Is it just us, or is the infrastructure side of building AI agents completely lagging behind the models themselves? 😅
We have been building heavily with OpenClaw lately. Writing the prompts and testing the autonomous loops takes hours. But the moment we try to move from "cool local script" to "production-ready," we hit a wall. Suddenly, we are spending 90% of our time figuring out reverse proxies, auth headers, and token routing just so our OpenAI bill doesn't get spiked by a random bot.
Because of our team's cybersecurity background, we got curious and ran some scans last week. We found that 135,000 open-source agent instances are fully exposed to the public internet right now. Developers are literally saying, "I'll fix the security later," and leaving the front door wide open to prompt injections and token draining.
Please, wrap your agents!
If you are deploying this weekend, do not expose the base port. Write a quick Express middleware or use Nginx to bounce unauthenticated requests. Protect your API keys!
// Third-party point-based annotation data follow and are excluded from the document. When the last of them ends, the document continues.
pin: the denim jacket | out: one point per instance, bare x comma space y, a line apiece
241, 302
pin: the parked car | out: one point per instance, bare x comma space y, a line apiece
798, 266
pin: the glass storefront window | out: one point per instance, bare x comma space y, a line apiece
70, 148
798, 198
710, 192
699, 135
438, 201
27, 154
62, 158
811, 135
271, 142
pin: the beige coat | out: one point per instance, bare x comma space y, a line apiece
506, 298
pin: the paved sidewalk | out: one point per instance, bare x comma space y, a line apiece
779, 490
Curious to hear from the builders here—are we all just collectively accepting the security risk to ship faster, or have you found a stack that actually makes securing AI agents painless?
Top comments (1)
It’s not just about DDoS attacks; an exposed endpoint means anyone can pass a malicious context payload and completely hijack your agent’s reasoning loop. We have to start treating AI deployments with the same strict security standards we use for traditional web apps.